3.3 Normalization: why amplitudes cannot be arbitrary
A quantum state must be normalized. For a single qubit,
\[ |\psi\rangle = \alpha |0\rangle + \beta |1\rangle \]
is a valid quantum state only if
\[ |\alpha|^2 + |\beta|^2 = 1. \]
Here \(|\alpha|\) means the magnitude of the complex number \(\alpha\), and \(|\alpha|^2\) means its squared magnitude. The rule that probabilities come from squared magnitudes of amplitudes is the standard Born rule in quantum mechanics and quantum computation (Nielsen and Chuang, 2010).
Why must the squared magnitudes add to \(1\)?

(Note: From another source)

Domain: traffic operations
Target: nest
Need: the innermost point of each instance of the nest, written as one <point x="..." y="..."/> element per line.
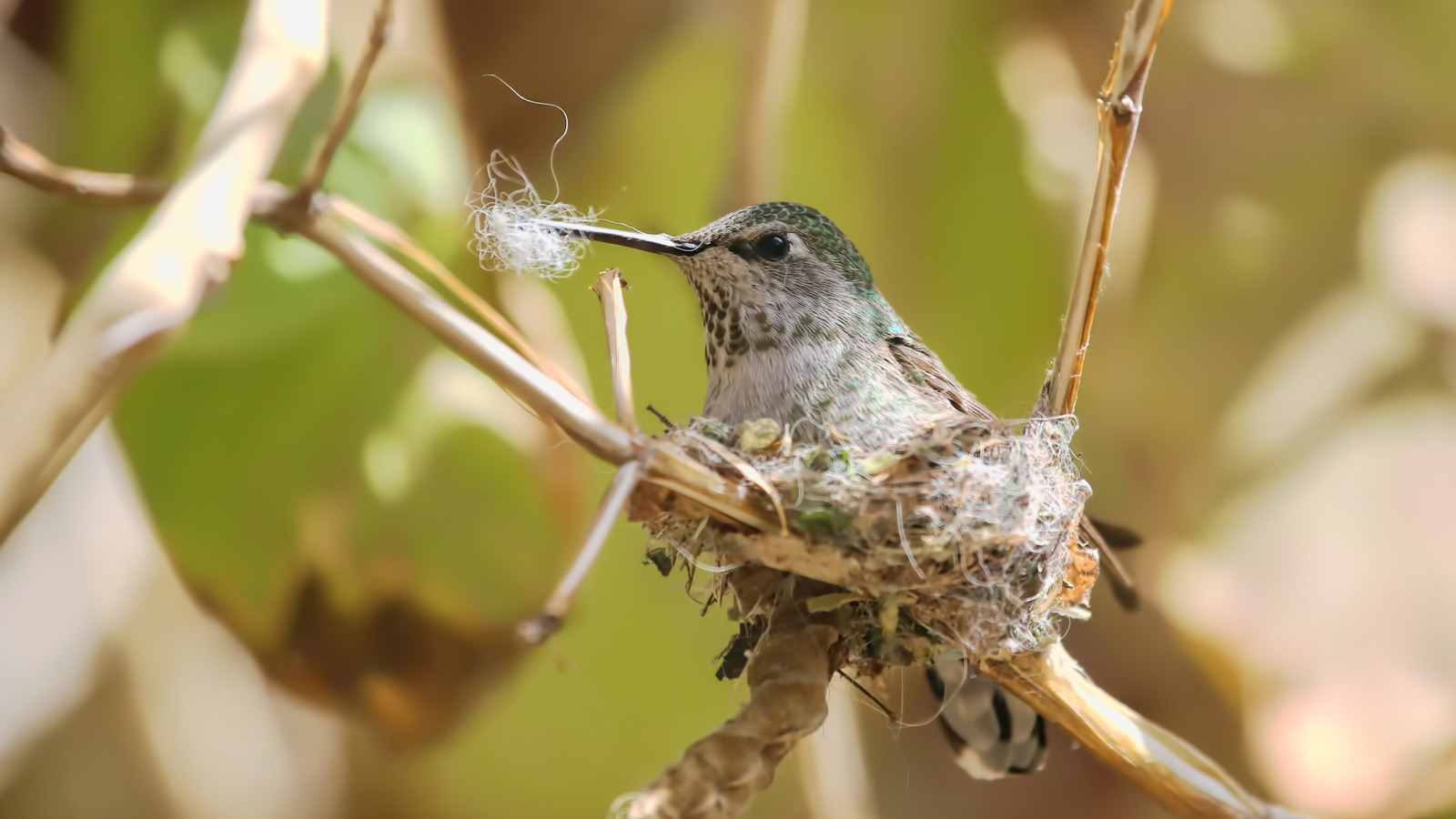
<point x="961" y="538"/>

Because they will become probabilities, and the total probability of all possible measurement outcomes must be \(1\).
For example,
\[ |\psi\rangle = \frac{1}{\sqrt{2}}|0\rangle + \frac{1}{\sqrt{2}}|1\rangle \]
is normalized because
\[ \left|\frac{1}{\sqrt{2}}\right|^2 + \left|\frac{1}{\sqrt{2}}\right|^2 = \frac{1}{2} + \frac{1}{2} = 1. \]
But
\[ |v\rangle = |0\rangle + |1\rangle \]
is not normalized, because
\[ |1|^2 + |1|^2 = 2. \]
The vector \(|0\rangle + |1\rangle\) points in the same direction as the normalized state
\[ \frac{1}{\sqrt{2}}|0\rangle + \frac{1}{\sqrt{2}}|1\rangle, \]
but it is too long to be a valid quantum state.

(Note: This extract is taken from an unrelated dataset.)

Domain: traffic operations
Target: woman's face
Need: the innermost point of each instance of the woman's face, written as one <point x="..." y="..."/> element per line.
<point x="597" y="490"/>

Normalization is not a minor technical detail. In quantum computing, valid states are unit vectors. Quantum gates will preserve this unit length, and measurement probabilities will always sum to \(1\).
3.4 Superposition
A superposition is a linear combination of basis states.
For a single qubit,
\[ |\psi\rangle = \alpha |0\rangle + \beta |1\rangle \]

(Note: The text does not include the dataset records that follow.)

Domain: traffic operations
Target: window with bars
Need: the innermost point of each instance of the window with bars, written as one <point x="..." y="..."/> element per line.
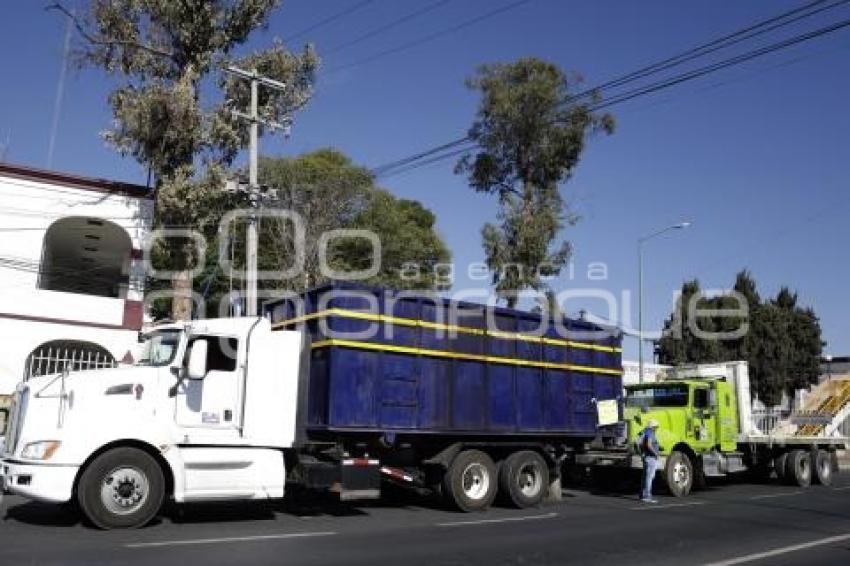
<point x="73" y="355"/>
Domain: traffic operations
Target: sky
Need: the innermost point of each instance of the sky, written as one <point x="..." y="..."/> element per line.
<point x="754" y="156"/>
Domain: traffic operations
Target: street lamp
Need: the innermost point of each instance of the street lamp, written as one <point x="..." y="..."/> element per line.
<point x="679" y="226"/>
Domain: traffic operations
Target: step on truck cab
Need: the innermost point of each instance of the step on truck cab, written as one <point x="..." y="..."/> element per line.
<point x="339" y="389"/>
<point x="707" y="430"/>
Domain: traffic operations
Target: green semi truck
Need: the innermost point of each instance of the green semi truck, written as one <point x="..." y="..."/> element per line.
<point x="707" y="430"/>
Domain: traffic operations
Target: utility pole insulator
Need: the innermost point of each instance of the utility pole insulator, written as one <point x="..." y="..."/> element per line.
<point x="255" y="196"/>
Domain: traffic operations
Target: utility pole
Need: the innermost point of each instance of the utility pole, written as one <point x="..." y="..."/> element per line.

is a superposition of \(|0\rangle\) and \(|1\rangle\) when both amplitudes are nonzero.
For example,
\[ |+\rangle = \frac{1}{\sqrt{2}}|0\rangle + \frac{1}{\sqrt{2}}|1\rangle \]
is a superposition. This state is often called “plus.”
Similarly,
\[ |-\rangle = \frac{1}{\sqrt{2}}|0\rangle - \frac{1}{\sqrt{2}}|1\rangle \]
is also a superposition. This state is called “minus.”
It is tempting to say that a qubit in state \(|+\rangle\) is “both \(0\) and \(1\) at the same time.” That phrase can be useful as a first intuition, but it can also mislead. A more precise statement is:
A qubit in superposition has amplitudes assigned to multiple basis states.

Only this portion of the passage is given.